Lahore is Pakistan’s cultural capital and a beautiful city but it’s exactly what you would expect from a 7 million people settlement in the Indian Subcontinent; it’s very dirty, it’s very crowded and it’s very busy. Oh, and during a heat wave in July it’s like cycling with a hair dryer right in your face. Worst of all? At night it’s exactly the same. We left our hotel to go grab a bite and came back after 30 minutes, ordered room service (only time on this trip), and slept like puppies with the A/C on!
Although we only had one day left on our Visa, we decided to overstay in Pakistan because we read that it’s perfectly legal to do so; you just pay a small fine once at the border and Bob’s your uncle.
So we spent a torrid but jolly day visiting the amazing Badshahi Mosque and the Walled City (mind-blowing!) and the next day we headed to the famous Wagah border at 1 o’clock in the afternoon because at 4 there’s an impressive show where soldiers from both sides of the fence shout at each other and other weird stuff.
1 o’clock… worst time to cycle ever… but we really wanted to see the show, it’s supposed to be really good. On our way there, people were freaking out so much at the two stupid foreigners cycling in that heat that they would buy us cold drinks, catch up with us on their motorbikes and insist that we take them!
OK sorry, Wagah border, long story short, we got rejected and had to go back the way we came. Turns out the previously mentioned law doesn’t apply to E-Visas, which, if you remember, was still a brand new concept in Pakistan and their IT systems were still not caught up. 421adventure 1, Pakistani IT System 1. We wanted to die! To make everything worse, it was a Sunday afternoon and on our way back to the city we attracted everyone’s attention so we had a literal swarm of motorcycles crowded with a minimum of 3 young kids who were mostly asking for selfies all around us!

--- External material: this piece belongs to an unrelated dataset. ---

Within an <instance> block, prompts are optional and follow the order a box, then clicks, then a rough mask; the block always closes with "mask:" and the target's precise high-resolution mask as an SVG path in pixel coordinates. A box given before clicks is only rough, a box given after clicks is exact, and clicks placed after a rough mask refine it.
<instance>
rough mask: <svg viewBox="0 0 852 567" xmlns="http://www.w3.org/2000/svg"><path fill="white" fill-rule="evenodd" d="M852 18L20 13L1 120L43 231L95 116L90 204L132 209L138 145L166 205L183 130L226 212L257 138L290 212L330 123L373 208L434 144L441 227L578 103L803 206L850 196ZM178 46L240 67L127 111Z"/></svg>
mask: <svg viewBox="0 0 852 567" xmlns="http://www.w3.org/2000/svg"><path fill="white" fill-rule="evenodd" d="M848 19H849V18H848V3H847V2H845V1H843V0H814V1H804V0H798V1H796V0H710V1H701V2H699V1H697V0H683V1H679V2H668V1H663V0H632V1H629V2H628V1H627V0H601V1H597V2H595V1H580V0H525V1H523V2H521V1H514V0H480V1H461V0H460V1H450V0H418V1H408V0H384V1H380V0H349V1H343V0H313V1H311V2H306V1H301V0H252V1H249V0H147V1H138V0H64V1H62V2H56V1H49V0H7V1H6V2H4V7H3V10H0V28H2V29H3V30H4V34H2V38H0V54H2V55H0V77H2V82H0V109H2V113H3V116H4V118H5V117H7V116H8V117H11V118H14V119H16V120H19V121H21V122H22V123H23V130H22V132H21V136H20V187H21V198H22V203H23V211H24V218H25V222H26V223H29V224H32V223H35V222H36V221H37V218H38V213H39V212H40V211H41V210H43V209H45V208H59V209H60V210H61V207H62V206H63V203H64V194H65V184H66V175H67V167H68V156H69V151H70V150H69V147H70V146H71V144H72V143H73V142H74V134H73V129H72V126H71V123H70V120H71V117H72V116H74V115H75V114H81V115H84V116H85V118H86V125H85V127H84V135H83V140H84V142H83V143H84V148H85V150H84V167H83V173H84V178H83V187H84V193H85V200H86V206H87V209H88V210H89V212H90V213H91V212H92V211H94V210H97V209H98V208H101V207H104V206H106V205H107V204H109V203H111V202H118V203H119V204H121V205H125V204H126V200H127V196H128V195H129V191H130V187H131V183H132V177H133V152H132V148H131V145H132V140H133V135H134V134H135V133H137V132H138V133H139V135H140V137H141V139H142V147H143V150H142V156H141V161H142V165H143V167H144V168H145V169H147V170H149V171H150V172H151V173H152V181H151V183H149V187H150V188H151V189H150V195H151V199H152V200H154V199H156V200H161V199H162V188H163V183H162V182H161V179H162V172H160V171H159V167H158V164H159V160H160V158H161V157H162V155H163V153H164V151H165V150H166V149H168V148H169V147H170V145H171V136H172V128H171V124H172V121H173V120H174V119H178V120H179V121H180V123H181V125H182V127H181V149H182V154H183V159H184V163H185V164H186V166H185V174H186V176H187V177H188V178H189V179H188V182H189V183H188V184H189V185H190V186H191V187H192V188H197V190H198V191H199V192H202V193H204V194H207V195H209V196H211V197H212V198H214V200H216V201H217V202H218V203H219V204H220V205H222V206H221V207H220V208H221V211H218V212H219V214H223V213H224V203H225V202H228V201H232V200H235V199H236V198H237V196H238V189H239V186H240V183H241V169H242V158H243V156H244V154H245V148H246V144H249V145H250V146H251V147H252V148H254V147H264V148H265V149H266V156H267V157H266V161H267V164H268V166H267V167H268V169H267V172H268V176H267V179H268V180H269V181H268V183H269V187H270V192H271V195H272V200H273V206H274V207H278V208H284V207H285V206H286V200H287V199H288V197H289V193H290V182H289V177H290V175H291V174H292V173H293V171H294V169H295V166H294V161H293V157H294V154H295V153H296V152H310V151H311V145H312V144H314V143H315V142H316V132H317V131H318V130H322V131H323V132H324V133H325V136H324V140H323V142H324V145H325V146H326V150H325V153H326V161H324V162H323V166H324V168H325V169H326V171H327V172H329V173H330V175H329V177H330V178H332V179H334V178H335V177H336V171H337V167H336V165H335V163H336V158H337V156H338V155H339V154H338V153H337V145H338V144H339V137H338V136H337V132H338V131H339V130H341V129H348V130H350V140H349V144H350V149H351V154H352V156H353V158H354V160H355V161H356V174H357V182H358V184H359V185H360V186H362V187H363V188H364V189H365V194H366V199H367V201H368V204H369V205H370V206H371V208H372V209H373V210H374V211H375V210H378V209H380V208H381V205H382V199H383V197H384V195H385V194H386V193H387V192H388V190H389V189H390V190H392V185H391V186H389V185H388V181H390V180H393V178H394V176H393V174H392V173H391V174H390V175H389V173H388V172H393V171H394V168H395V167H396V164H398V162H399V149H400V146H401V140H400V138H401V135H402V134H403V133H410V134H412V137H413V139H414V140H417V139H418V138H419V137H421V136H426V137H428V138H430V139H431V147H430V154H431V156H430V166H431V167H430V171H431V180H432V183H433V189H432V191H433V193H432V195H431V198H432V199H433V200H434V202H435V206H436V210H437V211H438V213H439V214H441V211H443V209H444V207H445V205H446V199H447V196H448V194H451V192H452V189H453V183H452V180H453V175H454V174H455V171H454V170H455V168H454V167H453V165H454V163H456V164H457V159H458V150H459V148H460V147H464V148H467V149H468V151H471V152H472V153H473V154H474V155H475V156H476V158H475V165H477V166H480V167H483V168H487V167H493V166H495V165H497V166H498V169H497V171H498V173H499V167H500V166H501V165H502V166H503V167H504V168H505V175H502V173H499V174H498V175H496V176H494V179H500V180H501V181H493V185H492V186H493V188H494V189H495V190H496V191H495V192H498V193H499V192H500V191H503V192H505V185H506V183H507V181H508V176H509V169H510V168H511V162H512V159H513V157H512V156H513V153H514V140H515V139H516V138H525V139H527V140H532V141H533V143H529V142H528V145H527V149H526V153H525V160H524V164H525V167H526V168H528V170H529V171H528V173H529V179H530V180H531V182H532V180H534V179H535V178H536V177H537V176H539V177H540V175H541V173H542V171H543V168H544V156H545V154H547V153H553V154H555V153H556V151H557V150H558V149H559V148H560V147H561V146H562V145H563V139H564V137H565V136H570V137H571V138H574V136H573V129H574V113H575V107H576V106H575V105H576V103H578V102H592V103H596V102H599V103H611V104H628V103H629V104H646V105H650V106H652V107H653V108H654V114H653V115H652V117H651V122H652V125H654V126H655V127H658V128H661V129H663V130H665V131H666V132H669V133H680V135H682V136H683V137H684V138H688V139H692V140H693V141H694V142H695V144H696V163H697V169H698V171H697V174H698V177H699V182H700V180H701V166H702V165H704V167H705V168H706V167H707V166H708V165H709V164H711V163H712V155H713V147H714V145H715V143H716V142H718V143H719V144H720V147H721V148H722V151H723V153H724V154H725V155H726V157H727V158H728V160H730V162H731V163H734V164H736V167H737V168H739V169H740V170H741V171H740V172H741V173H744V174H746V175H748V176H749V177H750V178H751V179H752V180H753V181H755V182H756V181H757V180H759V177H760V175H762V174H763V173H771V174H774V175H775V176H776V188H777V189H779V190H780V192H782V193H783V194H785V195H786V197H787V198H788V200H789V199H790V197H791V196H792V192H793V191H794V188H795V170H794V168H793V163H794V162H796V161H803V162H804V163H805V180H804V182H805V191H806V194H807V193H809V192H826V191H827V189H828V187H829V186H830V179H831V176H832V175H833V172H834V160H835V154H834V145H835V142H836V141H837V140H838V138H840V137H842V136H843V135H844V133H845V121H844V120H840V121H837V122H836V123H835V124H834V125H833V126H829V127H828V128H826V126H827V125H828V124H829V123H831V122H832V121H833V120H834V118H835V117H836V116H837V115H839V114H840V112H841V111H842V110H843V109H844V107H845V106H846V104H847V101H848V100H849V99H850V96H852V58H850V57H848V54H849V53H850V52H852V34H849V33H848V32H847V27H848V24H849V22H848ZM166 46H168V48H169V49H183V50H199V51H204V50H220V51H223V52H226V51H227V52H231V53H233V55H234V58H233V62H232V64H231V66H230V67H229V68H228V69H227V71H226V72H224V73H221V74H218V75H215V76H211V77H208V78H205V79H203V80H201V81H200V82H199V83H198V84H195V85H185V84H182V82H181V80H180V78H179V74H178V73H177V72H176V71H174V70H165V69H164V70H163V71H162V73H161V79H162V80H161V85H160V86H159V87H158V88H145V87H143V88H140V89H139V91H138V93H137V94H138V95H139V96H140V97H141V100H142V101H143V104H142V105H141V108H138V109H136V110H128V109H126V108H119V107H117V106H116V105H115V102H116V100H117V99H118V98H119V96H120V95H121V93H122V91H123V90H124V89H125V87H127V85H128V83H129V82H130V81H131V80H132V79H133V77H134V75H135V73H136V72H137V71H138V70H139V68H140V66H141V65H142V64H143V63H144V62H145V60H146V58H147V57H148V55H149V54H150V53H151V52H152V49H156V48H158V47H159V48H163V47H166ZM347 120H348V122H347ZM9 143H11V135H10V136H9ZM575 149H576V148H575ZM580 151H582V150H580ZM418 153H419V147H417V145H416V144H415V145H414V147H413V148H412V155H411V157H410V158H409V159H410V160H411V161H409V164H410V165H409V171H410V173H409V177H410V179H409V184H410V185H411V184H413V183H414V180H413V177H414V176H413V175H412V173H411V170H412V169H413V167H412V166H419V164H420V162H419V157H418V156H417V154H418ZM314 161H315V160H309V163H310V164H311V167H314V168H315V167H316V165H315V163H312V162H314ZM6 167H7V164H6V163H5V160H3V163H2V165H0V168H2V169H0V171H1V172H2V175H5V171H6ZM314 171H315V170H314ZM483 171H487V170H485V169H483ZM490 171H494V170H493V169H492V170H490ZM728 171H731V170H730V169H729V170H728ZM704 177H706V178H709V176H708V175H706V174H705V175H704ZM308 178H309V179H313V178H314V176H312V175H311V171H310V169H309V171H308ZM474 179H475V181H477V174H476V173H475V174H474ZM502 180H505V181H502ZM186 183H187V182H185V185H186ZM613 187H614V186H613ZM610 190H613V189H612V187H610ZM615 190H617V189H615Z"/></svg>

Nasir came to the rescue and also thanks to all the friends we had made in Islamabad we didn’t have to go back to the capital to sort out the necessary documents and we only lost two days. Two less days to get to Nepal… To catch up some of the lost time we finally crossed the border early in the morning (to get to Amritsar in the evening) meaning we never had the chance to experience with our own eyes the show which entertains thousands of curious souls, on both sides of the border, every evening at the closing.
Maybe next time…
Pakistan was a huge milestone and an immense achievement for us. Not in a million years had we expected to cycle there (stupid human irrational thinking) but we did, and we’re so very glad! We’re not sure whether we would go back on our bicycles but we will definitely return one day to explore what we couldn’t in such a short time, and come back with many more great memories, anecdotes and friends (and selfies).